18 The third aspect of the advice sought is whether MCIL would be justified in proceeding on the basis that the proposed amendments to the MCI Trust Constitution, if approved, would be within the powers of alteration conferred by its Constitution, clause 24, and Corporations Act s 601GC. Cases such as Re Mirvac Limited [45] - [47], show that clause 24.1 is in sufficiently wide terms that amendments such as those proposed would be within its scope.
19 Accordingly, I am prepared to give judicial advice in accordance with the short minutes prepared in the judicial advice proceedings.
20 The plaintiffs have asked that I adjourn the proceedings to Monday, in order to permit the amendments to which reference has been made to be effected, and also to permit the proceedings in the Bermuda Court, which are to return there later this evening Sydney time, to be resolved.

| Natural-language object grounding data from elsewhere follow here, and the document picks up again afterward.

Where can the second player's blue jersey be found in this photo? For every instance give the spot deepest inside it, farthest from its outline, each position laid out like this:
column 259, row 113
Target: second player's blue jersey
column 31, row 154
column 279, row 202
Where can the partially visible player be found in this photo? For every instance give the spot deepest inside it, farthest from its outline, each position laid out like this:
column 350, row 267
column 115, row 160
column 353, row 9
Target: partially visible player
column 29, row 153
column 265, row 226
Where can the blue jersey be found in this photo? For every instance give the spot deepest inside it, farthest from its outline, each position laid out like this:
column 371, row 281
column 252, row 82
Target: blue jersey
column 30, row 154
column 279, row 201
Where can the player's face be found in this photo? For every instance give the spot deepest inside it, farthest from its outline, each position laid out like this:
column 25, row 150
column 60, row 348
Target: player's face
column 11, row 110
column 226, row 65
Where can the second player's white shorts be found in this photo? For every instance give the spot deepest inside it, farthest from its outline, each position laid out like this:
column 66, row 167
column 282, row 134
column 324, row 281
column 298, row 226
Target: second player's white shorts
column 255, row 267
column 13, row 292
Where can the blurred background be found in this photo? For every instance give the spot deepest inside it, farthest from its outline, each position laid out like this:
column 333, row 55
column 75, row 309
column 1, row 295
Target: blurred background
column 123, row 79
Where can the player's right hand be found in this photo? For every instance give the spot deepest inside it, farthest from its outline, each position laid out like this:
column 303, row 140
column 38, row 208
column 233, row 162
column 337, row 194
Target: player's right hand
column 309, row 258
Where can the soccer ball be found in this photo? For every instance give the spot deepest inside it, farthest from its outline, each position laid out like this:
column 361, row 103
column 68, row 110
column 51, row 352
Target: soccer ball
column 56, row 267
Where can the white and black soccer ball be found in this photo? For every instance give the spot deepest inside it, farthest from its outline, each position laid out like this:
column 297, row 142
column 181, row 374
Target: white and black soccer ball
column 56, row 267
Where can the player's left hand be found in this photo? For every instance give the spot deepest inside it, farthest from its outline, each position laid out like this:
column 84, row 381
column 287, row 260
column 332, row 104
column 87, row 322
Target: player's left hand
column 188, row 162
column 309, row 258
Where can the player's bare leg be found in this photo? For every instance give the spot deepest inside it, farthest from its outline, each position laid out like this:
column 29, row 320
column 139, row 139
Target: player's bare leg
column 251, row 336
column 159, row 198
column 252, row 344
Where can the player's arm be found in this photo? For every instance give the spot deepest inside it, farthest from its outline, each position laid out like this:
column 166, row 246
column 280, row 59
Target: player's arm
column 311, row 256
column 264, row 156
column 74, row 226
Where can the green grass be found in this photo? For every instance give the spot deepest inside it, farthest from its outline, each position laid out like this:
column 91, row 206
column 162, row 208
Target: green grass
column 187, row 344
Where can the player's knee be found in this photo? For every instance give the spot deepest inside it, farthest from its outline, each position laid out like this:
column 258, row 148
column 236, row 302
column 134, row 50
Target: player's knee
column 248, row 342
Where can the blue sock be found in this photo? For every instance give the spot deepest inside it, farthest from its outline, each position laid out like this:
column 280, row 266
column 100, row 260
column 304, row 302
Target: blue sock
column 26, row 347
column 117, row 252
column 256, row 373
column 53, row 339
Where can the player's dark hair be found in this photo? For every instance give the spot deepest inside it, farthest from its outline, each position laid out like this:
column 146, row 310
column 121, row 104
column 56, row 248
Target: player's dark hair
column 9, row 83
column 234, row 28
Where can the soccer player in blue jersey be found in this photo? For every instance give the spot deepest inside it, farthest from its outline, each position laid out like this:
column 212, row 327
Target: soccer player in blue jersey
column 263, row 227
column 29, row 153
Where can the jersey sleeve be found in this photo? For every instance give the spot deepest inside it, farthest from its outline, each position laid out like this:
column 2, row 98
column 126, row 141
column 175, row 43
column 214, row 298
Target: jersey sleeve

21 Exhibits P1 and P2 will be marked as confidential exhibits and returned to the plaintiff, to be returned to the Court on Monday. I order that the contents of Exhibits P1 and P2, Exhibits PX01 - PX06 inclusive, and Annexure A to the affidavit of Kristen Wonjung Jung sworn 30 April 2009 not be disclosed or published other than to the parties or for the purposes of prosecution of the present application until further order. It is envisaged that that further order will be made when the matter returns before me on Monday.
22 I adjourn the proceedings to Monday 4 May 2009 at 10.30am before me.